The extent to which the federal contraceptive coverage requirement will help U.S. women also hinges in part on the U.S. Supreme Court. The Court in late November agreed to decide whether owners of for-profit companies can assert religious objections in order to deny their employees insurance coverage of contraceptive services and supplies in employer-sponsored health plans. If the Court were to grant for-profit corporations such an exemption, its decision could potentially deny the benefits of contraceptive coverage to significant numbers of employees and their dependents.
Read the full articles here:
Research: "Changes in Out-of-Pocket Payments for Contraception by Privately Insured Women During Implementation of the Federal Contraceptive Coverage Requirement," by Lawrence B. Finer, Adam Sonfield and Rachel K. Jones, has been published online in the journal Contraception.
Policy analysis: "Implementing the Federal Contraceptive Coverage Guarantee: Progress and Prospects," by Adam Sonfield, appears in the Fall 2013 issue of the Guttmacher Policy Review.
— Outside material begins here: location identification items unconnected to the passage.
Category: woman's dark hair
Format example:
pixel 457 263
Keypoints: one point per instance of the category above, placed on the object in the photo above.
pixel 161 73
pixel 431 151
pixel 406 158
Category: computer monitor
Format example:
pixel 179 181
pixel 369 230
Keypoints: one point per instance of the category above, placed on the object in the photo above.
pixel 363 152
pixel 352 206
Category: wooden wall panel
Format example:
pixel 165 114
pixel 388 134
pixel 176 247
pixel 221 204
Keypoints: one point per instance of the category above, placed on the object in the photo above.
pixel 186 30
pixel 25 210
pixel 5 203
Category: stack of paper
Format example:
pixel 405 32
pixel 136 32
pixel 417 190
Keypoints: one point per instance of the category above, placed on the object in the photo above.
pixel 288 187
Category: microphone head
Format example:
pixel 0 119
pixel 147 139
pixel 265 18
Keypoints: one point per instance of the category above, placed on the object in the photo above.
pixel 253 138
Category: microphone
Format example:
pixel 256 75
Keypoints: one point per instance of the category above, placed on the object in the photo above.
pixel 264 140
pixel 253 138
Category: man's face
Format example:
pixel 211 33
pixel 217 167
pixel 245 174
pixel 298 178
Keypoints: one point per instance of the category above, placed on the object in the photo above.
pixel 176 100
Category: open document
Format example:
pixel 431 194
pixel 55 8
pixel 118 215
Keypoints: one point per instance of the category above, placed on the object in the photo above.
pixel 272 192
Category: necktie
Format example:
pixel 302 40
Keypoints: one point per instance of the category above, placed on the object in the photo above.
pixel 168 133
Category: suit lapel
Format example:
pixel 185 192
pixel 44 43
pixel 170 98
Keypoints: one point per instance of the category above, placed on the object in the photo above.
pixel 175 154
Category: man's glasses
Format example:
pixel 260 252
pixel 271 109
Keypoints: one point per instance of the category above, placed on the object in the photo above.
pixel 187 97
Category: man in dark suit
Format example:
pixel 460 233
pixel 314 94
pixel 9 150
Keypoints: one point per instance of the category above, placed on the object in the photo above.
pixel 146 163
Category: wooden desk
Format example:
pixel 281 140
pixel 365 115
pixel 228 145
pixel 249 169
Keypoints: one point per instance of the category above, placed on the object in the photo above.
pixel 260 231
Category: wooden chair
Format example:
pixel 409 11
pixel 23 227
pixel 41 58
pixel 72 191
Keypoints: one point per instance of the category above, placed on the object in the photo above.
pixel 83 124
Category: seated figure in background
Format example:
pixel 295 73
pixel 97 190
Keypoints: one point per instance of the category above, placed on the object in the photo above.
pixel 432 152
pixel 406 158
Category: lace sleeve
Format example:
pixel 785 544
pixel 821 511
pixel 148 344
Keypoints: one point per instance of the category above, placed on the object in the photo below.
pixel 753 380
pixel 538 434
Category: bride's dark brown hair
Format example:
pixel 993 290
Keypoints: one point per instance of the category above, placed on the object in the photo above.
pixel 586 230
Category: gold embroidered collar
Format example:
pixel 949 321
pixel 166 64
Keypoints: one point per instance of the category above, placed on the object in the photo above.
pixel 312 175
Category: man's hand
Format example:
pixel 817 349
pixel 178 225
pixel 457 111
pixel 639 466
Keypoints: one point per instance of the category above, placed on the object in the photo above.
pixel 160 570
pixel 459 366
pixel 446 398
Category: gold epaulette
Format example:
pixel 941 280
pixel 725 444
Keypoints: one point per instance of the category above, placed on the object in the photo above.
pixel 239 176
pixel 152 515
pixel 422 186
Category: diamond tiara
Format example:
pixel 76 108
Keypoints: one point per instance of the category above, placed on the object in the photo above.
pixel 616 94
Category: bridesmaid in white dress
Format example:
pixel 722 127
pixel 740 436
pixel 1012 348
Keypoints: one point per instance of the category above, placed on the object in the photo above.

The survey on which this study is based was conducted using GfK’s web-enabled KnowledgePanel®, a probability-based panel designed to be representative of the U.S. population. Initially, participants are chosen scientifically by a random selection of telephone numbers and residential addresses. Persons in selected households are then invited by telephone or by mail to participate in the web-enabled KnowledgePanel®. For those who agree to participate, but do not already have Internet access, GfK provides at no cost a laptop and ISP connection. People who already have computers and Internet service are permitted to participate using their own equipment. Panelists then receive unique log-in information for accessing surveys online, and then are sent emails throughout each month inviting them to participate in research.